The Market Shifts Focus After Fed Chair’s Statement on March Rate Cut
Introduction
In a recent news conference, Federal Reserve Chair Jerome Powell made it clear that a rate cut in March is unlikely. This statement has resulted in a shift in market expectations, with traders reducing the probability of a March easing. However, the market still believes that rate cuts will occur later this year.
Market Reaction and Expectations
The market had initially priced in a high probability of a rate cut in March, but this has now been reconsidered. Although the market still anticipates rate cuts this year, the timing has been pushed further down the road. Deutsche Bank’s chief U.S. economist suggests that while a rate cut in March is still possible, the recent meeting has raised the bar for that outcome. The baseline expectation is now that the first rate cut will happen in June, but there are risks of an earlier reduction in May.

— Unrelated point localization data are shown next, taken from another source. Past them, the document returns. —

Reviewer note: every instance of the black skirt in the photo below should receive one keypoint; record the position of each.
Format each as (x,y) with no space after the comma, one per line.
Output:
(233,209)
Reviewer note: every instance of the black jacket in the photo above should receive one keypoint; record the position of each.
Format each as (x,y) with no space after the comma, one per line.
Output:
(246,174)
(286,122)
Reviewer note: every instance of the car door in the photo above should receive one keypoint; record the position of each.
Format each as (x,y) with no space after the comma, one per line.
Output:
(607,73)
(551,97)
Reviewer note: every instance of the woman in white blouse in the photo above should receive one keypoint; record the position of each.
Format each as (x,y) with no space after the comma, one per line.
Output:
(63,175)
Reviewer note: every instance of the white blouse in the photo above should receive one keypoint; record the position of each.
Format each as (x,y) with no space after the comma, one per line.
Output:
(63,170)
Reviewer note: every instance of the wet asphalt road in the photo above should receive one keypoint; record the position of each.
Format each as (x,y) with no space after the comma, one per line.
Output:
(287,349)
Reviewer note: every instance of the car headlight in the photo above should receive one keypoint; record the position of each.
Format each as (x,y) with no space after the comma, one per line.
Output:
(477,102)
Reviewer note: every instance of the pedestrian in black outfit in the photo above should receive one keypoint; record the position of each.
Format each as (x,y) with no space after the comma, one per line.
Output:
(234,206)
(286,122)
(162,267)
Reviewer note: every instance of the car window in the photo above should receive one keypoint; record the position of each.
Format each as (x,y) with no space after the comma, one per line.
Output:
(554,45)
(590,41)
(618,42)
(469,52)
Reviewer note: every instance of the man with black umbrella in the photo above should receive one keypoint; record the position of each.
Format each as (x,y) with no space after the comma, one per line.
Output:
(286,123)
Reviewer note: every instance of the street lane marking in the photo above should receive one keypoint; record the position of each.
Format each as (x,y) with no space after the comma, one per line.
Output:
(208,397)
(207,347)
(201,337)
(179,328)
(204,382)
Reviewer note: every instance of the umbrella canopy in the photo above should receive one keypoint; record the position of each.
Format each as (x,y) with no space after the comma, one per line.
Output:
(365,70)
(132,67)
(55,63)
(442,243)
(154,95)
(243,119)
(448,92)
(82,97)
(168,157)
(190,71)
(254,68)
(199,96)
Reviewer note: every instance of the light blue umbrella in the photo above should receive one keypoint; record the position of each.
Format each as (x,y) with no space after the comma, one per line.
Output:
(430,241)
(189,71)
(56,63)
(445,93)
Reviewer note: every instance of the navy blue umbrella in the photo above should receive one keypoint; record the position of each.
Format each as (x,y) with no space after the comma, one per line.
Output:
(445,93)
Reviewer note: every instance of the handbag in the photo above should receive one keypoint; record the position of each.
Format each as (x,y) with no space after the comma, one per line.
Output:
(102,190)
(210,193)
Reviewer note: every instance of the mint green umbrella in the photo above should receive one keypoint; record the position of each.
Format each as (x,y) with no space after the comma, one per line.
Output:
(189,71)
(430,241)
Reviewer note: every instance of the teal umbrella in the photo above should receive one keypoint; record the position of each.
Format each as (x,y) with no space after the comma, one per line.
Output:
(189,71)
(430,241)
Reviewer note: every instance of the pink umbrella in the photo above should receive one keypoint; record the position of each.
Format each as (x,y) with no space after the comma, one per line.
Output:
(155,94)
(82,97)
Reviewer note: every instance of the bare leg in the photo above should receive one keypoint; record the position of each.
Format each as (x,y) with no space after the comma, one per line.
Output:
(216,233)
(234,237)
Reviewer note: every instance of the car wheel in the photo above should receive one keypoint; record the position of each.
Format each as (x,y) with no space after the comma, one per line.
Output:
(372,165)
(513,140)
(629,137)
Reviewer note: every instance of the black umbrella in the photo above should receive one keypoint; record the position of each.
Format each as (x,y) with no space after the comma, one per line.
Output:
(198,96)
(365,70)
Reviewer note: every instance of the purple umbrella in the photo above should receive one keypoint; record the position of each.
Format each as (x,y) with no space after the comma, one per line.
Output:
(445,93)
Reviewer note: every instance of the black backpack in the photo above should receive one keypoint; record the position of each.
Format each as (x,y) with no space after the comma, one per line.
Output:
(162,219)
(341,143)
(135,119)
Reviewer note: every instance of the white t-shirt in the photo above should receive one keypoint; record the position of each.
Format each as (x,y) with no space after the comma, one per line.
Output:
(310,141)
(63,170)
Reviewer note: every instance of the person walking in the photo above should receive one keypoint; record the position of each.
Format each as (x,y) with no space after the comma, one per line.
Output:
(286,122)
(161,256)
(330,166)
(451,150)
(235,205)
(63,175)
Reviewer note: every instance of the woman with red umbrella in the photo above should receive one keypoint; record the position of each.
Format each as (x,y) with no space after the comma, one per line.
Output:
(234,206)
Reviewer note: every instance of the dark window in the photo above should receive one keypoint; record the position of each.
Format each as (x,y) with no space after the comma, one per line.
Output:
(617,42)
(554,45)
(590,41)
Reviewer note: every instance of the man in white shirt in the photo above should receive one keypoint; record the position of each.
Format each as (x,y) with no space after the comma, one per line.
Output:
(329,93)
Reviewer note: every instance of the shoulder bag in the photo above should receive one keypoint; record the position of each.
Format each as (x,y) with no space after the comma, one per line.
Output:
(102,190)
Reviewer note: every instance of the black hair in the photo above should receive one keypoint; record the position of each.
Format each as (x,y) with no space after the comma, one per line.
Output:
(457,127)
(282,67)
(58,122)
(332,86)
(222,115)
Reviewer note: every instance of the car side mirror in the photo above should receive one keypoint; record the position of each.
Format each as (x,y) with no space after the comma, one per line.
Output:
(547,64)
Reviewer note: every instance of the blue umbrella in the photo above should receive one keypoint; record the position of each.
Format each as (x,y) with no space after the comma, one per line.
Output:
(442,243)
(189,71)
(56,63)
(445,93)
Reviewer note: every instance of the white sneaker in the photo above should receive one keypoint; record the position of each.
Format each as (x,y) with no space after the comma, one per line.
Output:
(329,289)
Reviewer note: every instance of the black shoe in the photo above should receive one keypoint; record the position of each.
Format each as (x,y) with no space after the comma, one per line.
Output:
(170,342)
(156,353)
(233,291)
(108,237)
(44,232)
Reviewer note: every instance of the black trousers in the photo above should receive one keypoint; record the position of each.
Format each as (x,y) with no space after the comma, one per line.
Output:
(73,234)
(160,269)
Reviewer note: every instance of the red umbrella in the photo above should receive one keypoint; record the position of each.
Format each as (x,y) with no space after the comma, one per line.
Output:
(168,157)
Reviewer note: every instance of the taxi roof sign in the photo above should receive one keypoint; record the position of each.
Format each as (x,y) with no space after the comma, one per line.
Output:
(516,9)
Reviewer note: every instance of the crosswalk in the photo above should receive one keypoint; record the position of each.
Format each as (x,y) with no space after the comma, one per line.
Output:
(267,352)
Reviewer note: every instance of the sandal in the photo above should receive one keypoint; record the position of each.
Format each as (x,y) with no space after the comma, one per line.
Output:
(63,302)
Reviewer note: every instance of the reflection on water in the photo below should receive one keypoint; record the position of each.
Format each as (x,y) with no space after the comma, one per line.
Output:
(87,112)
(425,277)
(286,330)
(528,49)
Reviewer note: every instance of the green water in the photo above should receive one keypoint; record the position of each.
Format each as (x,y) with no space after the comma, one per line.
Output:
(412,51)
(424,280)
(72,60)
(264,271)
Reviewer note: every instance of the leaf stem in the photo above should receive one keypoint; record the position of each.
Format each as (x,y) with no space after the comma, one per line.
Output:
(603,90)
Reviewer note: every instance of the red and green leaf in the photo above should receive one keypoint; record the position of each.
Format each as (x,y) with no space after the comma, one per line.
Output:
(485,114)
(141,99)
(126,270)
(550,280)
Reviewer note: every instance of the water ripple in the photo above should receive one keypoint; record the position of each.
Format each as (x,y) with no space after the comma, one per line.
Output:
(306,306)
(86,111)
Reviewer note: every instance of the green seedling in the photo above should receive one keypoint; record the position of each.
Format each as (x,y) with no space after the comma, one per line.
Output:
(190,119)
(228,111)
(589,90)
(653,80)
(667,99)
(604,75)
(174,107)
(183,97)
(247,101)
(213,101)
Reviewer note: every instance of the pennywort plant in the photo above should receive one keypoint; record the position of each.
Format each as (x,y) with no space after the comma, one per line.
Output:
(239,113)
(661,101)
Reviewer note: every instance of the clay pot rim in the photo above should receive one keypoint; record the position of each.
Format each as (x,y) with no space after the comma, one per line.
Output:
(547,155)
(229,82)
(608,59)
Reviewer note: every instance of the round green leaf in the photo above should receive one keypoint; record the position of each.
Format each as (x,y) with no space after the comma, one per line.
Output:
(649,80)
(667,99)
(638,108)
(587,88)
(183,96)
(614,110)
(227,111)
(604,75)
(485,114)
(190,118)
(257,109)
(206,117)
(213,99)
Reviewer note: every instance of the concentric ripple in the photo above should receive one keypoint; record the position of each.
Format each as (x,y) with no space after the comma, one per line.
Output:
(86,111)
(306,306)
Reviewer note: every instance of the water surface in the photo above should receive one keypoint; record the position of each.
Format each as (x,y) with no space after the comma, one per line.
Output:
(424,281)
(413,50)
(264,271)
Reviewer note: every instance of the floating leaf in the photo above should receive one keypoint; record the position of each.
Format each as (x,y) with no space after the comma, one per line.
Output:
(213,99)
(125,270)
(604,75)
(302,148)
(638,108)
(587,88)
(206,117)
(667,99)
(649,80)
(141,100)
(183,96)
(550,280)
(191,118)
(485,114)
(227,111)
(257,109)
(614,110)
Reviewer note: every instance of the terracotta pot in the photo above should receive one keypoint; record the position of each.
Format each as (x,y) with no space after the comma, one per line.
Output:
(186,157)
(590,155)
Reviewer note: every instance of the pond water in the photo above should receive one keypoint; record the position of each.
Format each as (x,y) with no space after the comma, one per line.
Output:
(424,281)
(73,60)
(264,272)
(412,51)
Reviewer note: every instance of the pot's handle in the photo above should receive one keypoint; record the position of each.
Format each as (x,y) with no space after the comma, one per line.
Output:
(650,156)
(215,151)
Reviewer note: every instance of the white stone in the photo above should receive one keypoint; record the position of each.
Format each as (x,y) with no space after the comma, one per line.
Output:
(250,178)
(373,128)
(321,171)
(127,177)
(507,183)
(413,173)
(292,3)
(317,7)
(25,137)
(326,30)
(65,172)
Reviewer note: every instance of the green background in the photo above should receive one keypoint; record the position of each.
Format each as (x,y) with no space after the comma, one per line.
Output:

Policy Pivot and Market Response
The policy pivot began in December, when the committee decided to accelerate the pace of rate cuts this year. This shift reflected the sentiment that the Fed was no longer hiking rates and was ready to ease its stance. Powell’s recent remarks have signaled a slower pace than initially expected, leading to a sharp market selloff. However, markets have started to recover as investors gauge the impact of the Fed’s move and analyze its future policy intentions.
Forecasts and Predictions
Wall Street commentary suggests that the Fed will likely cut rates at least four times this year, with expectations of reductions starting in either May or June. Morgan Stanley forecasts the first cut in June, followed by more aggressive easing in subsequent meetings. Goldman Sachs predicts an initial reduction in May, followed by consecutive cuts in June, July, and September, with a final cut in December. Various factors, including inflation levels and job gains, will influence the timing and extent of the cuts.
Balance Sheet Reduction
The Fed is also considering when to alter its balance sheet reduction process. In March, the committee will discuss the timeline for allowing maturing bond proceeds to roll off. This process, known as quantitative tightening, has reduced the Fed’s holdings significantly. Economists have different predictions for when the process will halt, ranging from May to October.